U.S. officials have previously called out Chinese investment behaviors under OBOR as “predatory” lending.
Improved Ties
Modi made a veiled reference to China’s OBOR, while addressing the Maldivian Parliament during his visit.
“India has always shared its achievements with the world. India’s development partnership is to empower people, not to weaken them and neither to increase their [partner countries] dependence on us or to put an impossible burden of debt on the shoulders of future generations,” Modi said, according to India’s English-language daily newspaper The Times of India.
India also boosted its maritime capabilities in the Maldives. According to Indian daily newspaper The Hindu, Modi and the Maldivian President Ibrahim Mohamed Solih inaugurated an India-built coastal surveillance radar system in the Maldives on June 8. India has installed older versions of these radars in the Seychelles, Mauritius, and Sri Lanka.
India’s English-language daily newspaper Deccan Herald, in a June 7 articleanticipating the radar’s inauguration, explained that the system has two main purposes.
First, the system would help the Maldives safeguard its sovereignty in its exclusive economic zone.
Second, the article explained that the radar system would “be a strategic asset for India and help [the] Indian Navy to detect and respond to any threat to its national security and sovereignty.”
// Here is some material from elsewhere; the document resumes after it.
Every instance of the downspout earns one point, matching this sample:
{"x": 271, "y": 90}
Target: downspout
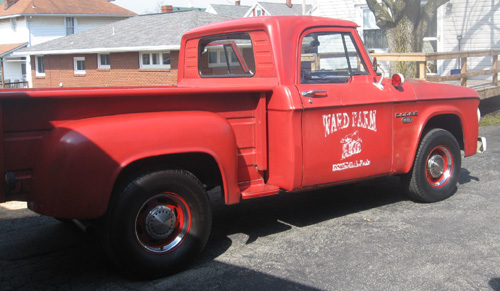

Chinese submarines and warships would likely be the target of surveillance, according to the Deccan Herald, given that the Chinese navy has sent them into the Indian Ocean in recent years. In June and August 2017, for example, during a military standoff between India and China, the latter sent 14 warships and at least seven submarines to those waters.
In Sri Lanka, Modi and Sri Lankan President Maithripala Sirisena held talks on topics such as regional security before they pledged to further strengthen bilateral ties, including anti-terrorism efforts, according to Sri Lanka news site Colombo Page.
Modi visited St. Anthony’s Shrine to pay tribute to victims who were among those killed on Easter Sunday by a coordinated terrorist suicide bombing on Christian places of worship.
In May, Sri Lanka also signed a deal with Japan and India to develop a sea container terminal, a move that showed the Sri Lanka government was seeking to steer away from financial dependence on China.